The Mudcat Café TM
Thread #168339 Message #4067144
Posted By: keberoxu
03-Aug-20 - 01:48 PM
Thread Name: my first performance in thirty years
Subject: my first performance in thirty years
Well, it isn't much. It isn't even public, speaking strictly.
Four of us are patients in a clinic and, each of us being classically trained, we have been reading through classical music together -- we never knew each other before being admitted here.
The youngest of the lot, the violinist, will soon be discharged, as it is time for school, to which this musician will return. We hope to see our fellow patient off, when the time comes, by performing at the clinic together, and our audience will be the staff and our fellow patients. (Due to the pandemic, we can't have visitors / guests here.)
In truth the other three musicians (including the violinist) are all a lot younger than I am, and their technique is reasonably up to speed, they play often enough, even if they are not music majors (they aren't) as I was at their age.

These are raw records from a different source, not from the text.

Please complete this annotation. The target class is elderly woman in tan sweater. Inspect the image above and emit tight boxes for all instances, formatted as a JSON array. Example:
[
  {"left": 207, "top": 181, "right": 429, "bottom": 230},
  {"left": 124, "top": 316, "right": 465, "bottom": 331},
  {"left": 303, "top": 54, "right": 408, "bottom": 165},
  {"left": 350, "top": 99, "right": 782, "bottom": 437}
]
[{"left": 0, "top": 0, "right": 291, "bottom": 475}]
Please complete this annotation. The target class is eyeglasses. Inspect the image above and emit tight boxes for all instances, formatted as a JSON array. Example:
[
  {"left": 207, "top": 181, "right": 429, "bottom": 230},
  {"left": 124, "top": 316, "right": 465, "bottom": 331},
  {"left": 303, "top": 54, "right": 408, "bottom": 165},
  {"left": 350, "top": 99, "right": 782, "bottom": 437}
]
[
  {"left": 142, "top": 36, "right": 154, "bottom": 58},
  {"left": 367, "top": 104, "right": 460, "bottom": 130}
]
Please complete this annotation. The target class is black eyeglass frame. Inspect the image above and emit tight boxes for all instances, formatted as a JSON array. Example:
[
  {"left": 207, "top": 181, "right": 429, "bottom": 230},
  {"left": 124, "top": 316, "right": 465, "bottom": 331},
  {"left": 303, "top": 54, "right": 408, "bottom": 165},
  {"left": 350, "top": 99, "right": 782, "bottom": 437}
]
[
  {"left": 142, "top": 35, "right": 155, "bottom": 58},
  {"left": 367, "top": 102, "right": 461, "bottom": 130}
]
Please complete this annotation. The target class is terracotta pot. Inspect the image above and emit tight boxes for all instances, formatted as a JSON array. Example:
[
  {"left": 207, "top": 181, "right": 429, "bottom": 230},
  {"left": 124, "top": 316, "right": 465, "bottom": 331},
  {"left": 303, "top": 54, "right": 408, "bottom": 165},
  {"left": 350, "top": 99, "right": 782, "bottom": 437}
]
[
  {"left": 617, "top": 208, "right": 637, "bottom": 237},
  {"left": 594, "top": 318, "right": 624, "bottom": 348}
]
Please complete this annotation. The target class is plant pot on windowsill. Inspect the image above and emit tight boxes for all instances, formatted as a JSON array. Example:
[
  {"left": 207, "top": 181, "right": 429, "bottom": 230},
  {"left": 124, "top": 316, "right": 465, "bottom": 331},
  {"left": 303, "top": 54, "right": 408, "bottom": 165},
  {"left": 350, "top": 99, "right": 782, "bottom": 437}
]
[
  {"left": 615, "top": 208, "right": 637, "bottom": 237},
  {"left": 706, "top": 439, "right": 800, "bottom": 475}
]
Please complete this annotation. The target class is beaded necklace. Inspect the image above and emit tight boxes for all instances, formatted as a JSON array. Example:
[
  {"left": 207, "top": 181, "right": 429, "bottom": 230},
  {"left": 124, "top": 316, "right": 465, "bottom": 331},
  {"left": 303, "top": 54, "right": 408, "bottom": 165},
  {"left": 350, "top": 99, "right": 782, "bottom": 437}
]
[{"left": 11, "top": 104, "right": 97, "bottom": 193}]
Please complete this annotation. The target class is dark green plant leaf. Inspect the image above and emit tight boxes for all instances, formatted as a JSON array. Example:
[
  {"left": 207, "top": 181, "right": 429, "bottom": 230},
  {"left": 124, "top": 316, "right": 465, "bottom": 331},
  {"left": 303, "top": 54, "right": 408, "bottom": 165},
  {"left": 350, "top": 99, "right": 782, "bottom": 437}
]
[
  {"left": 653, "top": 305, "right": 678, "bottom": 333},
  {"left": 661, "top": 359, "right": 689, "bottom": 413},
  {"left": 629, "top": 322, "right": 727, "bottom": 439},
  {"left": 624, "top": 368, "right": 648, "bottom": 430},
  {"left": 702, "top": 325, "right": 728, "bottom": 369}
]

Me, I play the piano part, and for the last thirty years the only keyboards I have touched have been for computers (I did learn touch-typing in my youth as well).
So here we are, practicing the Theme and Variations from Franz Schubert's Trout Quintet -- just one movement. It doesn't take long, but it is a lot of work to prepare. My technique is SO bad.
I have an excuse for the dirty little tricks I am using, abbreviating the piano part to make it easier to play. This piece is a quintet -- we're a quartet. The fifth musical part, the missing part, is a double-bass viol -- we don't have that player. I'm using my left hand, at the piano keyboard, to hit the bass notes, filling in for the missing player, while my right hand fakes the piano part, and when the double-bass viol drops out, then my left hand can grab onto the rest of the piano part. So it isn't strictly what Schubert wrote, and the purists would throw a tantrum; but it makes it possible for the four of us to play this quintet and for it to sound good, if not magnificent.